Pure Mathematics Honours Talks (I)

Speaker: Joel Springer (supervised by Mircea Voineagu)

Title: Cech cohomology as a cohomology theory

Time: 1:00-1:30pm  (Tue 15/Nov/2022)

Abstract

We will look to the construction of Cech cohomology often used in the study of topological manifolds, after a brief explanation of the direct limit and singular cohomology.

We will then address the question of to what extent Cech cohomology satisfies the Eilenberg-Steenrod axioms for cohomology theory to see how much it diverges from singular cohomology and other equivalent cohomology theories. We will finish with a discussion of fully relative Poincaré duality and how Cech cohomology can be nicer computationally than singular cohomology.

Speaker: Adam He (supervised by Jie Du)

Title: Representation theory of Dynkin quivers and the Ringel-Hall algebra

Time: 1:30pm-2:00pm

Abstract: We discuss the representations that arise from quivers of finite type, the so called Dynkin quivers. We begin by establishing the elegant ADE classification of Dynkin graphs and then introduce Gabriel's theorem which develops a profound connection with Lie theory. Finally we outline the construction of a Hall algebra and Ringel's application to quiver algebras resulting in the quantum group.
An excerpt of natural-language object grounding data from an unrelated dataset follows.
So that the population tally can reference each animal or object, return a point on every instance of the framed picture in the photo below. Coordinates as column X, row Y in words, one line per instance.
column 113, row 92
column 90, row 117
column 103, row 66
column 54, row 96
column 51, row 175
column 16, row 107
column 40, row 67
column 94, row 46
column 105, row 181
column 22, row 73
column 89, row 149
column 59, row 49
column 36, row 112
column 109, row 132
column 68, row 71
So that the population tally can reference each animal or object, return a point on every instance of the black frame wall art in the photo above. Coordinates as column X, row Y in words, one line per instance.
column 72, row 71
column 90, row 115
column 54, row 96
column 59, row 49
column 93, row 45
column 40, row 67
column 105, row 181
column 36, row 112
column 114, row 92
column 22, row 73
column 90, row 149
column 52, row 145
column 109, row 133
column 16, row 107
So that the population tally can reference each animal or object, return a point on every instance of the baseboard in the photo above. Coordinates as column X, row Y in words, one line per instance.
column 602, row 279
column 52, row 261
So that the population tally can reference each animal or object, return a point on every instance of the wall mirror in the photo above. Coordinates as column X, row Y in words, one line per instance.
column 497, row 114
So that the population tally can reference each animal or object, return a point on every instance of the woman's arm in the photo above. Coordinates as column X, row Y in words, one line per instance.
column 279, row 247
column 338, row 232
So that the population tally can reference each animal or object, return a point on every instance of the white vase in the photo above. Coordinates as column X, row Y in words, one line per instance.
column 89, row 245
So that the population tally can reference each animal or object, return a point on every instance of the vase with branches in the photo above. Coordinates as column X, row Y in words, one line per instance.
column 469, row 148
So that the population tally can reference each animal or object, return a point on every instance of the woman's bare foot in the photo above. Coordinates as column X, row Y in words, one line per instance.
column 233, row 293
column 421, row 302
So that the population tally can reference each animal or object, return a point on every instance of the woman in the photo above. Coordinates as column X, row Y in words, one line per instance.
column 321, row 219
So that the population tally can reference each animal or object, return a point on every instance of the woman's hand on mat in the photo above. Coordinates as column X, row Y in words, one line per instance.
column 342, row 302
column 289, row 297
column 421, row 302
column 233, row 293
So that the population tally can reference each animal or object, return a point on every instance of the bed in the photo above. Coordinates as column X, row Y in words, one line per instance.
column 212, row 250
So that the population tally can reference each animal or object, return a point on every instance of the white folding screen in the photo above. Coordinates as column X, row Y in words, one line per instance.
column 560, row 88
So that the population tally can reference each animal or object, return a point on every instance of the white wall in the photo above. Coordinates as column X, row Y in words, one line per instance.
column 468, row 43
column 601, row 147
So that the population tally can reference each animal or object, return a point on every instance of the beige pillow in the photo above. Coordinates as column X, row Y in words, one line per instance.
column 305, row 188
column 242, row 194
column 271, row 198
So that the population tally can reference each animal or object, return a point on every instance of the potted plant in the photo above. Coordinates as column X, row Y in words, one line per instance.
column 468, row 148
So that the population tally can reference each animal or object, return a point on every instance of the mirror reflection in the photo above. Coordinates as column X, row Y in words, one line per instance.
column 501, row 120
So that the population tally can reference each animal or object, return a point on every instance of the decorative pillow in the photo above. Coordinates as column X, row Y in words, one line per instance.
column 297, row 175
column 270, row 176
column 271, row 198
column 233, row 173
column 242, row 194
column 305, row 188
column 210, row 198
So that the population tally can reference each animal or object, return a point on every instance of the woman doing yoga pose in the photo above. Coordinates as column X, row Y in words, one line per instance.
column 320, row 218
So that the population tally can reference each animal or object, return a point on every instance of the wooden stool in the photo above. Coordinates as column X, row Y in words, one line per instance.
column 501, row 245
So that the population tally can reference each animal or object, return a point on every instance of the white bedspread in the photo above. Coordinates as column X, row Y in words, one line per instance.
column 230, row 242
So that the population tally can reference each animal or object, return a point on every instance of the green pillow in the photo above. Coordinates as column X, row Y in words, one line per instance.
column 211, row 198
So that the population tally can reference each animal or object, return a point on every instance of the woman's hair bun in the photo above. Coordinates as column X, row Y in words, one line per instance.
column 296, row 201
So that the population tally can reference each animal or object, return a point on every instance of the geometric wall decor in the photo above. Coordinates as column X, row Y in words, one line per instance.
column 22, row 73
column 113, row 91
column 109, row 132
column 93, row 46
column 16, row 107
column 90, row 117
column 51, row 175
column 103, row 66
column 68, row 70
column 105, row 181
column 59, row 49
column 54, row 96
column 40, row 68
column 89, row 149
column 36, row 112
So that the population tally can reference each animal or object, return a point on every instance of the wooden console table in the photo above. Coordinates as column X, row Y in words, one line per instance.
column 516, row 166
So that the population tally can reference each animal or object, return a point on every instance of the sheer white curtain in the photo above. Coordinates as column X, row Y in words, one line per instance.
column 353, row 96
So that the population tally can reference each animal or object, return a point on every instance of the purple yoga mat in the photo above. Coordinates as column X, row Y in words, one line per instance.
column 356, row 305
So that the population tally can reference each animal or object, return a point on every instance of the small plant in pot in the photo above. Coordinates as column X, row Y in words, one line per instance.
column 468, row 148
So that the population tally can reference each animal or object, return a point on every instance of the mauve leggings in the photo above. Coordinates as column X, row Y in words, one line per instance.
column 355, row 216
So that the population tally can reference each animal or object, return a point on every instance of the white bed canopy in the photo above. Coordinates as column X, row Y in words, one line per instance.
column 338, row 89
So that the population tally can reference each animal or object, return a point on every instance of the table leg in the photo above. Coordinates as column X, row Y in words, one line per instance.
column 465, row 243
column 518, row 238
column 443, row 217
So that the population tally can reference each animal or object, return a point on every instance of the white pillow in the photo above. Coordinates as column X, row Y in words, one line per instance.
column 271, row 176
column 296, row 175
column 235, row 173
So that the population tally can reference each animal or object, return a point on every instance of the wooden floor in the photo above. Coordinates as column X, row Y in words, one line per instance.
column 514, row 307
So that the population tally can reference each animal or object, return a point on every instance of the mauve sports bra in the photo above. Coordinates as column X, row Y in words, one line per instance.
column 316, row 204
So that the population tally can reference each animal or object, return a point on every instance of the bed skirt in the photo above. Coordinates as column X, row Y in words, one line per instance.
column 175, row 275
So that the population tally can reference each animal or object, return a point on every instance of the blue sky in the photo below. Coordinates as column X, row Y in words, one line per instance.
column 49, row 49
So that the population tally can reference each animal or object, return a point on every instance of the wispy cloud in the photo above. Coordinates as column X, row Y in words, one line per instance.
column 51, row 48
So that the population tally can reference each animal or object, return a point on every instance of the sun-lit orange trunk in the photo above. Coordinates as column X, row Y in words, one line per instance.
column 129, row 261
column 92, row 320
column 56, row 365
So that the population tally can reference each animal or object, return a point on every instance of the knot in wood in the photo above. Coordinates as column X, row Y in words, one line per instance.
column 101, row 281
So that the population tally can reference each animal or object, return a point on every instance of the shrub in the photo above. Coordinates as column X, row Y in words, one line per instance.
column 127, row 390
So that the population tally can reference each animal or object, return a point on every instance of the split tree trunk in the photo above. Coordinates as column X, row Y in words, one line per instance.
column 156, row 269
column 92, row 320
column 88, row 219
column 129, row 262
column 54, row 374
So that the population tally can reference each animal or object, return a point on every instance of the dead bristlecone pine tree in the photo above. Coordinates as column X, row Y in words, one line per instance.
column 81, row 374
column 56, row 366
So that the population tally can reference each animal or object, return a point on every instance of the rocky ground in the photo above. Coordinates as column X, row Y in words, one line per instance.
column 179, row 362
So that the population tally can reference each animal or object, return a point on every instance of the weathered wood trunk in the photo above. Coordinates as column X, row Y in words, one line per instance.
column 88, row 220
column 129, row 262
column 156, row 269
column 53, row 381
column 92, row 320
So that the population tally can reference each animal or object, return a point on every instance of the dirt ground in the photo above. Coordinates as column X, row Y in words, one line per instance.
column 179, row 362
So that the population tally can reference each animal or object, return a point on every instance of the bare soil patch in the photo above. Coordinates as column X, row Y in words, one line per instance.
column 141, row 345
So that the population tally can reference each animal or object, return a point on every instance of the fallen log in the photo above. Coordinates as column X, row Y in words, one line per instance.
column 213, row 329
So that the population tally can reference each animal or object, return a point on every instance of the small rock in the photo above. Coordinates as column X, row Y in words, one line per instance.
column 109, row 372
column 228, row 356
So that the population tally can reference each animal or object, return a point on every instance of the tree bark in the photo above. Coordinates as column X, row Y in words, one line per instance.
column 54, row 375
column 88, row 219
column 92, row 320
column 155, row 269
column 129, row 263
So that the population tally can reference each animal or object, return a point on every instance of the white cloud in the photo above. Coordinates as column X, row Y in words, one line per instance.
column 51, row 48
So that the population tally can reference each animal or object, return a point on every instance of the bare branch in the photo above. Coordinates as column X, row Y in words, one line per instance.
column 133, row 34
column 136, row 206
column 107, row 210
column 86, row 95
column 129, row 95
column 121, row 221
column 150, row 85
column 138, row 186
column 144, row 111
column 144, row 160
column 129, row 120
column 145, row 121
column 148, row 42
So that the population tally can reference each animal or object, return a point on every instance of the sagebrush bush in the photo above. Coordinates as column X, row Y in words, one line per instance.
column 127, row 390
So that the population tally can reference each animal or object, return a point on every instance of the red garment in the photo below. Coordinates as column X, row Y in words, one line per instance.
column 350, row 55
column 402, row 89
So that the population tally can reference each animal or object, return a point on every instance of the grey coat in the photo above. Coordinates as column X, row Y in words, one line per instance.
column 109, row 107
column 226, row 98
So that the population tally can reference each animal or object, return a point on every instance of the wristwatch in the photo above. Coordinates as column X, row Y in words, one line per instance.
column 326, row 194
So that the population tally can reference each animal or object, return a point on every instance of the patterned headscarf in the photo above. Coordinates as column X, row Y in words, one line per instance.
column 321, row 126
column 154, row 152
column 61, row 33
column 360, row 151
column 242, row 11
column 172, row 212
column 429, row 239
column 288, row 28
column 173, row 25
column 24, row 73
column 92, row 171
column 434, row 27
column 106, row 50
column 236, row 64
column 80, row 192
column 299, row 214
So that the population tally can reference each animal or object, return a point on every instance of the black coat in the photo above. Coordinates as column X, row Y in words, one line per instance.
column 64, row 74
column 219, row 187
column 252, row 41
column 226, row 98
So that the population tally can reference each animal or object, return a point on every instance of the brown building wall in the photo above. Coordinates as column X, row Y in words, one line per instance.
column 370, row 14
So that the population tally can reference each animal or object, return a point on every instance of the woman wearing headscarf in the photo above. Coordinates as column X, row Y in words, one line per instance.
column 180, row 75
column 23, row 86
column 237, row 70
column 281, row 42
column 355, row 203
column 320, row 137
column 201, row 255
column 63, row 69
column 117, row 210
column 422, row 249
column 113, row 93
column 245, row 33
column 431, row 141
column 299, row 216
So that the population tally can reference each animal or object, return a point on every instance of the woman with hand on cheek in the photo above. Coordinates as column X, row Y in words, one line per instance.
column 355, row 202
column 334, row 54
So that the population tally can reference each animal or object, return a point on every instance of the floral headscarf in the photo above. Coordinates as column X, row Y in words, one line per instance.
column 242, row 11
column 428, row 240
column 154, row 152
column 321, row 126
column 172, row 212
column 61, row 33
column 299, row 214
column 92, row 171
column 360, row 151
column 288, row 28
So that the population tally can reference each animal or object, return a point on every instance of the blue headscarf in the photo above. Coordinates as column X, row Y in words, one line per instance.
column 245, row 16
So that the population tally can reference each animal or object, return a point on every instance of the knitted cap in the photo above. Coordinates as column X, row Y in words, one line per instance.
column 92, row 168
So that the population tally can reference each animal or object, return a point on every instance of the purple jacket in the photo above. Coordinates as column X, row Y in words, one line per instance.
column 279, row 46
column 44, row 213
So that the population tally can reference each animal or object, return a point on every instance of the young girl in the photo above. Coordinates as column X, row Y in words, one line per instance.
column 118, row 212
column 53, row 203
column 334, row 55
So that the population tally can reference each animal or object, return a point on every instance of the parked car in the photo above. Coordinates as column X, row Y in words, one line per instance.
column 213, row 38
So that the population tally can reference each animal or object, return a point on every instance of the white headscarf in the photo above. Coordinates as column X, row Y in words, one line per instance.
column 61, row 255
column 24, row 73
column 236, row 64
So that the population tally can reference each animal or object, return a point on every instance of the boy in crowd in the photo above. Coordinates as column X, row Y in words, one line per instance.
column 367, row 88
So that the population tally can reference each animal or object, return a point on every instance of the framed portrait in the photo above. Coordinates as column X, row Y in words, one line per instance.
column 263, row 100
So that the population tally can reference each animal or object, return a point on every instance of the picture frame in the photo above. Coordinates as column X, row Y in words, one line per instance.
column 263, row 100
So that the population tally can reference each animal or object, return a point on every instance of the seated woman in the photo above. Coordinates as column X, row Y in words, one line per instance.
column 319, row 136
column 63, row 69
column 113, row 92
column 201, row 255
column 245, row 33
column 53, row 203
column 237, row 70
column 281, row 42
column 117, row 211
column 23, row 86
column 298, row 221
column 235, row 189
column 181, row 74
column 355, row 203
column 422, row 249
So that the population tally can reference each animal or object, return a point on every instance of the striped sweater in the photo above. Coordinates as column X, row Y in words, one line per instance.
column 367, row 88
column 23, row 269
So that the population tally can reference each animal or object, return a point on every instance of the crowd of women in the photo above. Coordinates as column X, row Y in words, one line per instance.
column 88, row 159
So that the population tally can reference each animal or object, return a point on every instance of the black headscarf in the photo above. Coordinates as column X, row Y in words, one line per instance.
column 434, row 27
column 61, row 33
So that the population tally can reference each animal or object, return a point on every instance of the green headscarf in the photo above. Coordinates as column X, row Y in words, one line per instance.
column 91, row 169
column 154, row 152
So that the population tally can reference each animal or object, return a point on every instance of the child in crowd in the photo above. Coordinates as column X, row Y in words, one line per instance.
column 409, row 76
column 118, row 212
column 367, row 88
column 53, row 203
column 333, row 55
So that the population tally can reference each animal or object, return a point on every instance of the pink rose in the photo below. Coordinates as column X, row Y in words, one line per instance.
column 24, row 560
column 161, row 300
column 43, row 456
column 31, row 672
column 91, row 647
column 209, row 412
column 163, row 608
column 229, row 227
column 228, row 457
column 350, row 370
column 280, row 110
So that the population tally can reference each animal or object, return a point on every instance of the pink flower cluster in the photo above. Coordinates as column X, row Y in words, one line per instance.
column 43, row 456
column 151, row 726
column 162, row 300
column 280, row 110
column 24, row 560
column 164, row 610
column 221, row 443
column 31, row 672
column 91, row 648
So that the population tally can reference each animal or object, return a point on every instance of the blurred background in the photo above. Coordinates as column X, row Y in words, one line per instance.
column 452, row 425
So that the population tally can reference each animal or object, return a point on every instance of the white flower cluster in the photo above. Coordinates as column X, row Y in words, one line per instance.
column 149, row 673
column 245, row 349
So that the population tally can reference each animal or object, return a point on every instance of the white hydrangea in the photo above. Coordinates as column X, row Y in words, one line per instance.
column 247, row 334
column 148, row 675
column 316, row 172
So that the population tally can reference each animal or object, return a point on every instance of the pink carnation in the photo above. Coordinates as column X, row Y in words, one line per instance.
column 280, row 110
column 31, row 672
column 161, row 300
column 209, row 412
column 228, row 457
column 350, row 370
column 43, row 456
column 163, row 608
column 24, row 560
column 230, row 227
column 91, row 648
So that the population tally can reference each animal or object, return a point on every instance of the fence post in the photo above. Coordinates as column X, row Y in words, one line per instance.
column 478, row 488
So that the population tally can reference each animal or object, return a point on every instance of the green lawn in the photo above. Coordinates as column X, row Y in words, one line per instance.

Speaker: Tal Zwikael (supervised by Daniel Chan)

Title: Geometric Invariant Theory and Quiver Representations

Time: 2:00-2:30 p.m

Abstract: Alastair D. King extends the notion of stability from geometric invariant theory into the notion of quiver representations in his 1994 paper “Moduli of Representations of Finite Dimensional Algebras”. We summarise his contributions in the representation of quivers and explore a simple quiver which offers extensive analysis through the lens of affine invariant theory.

Speaker: Chandler Corrigan (supervised by Lee Zhao)

Title: On the distribution of zeros for families of Dirichlet L-functions 

Time: 2:30-3:00pm

Abstract: With the generalised Riemann hypothesis currently unresolved, we instead turn our interests to bounding the number of zeros that could lie off the critical line. Results of this type are generally presented as averages over a family of primitive Dirichlet characters. We give results for averages over characters of certain fixed orders, and characters with conductor belonging to certain sparse sets.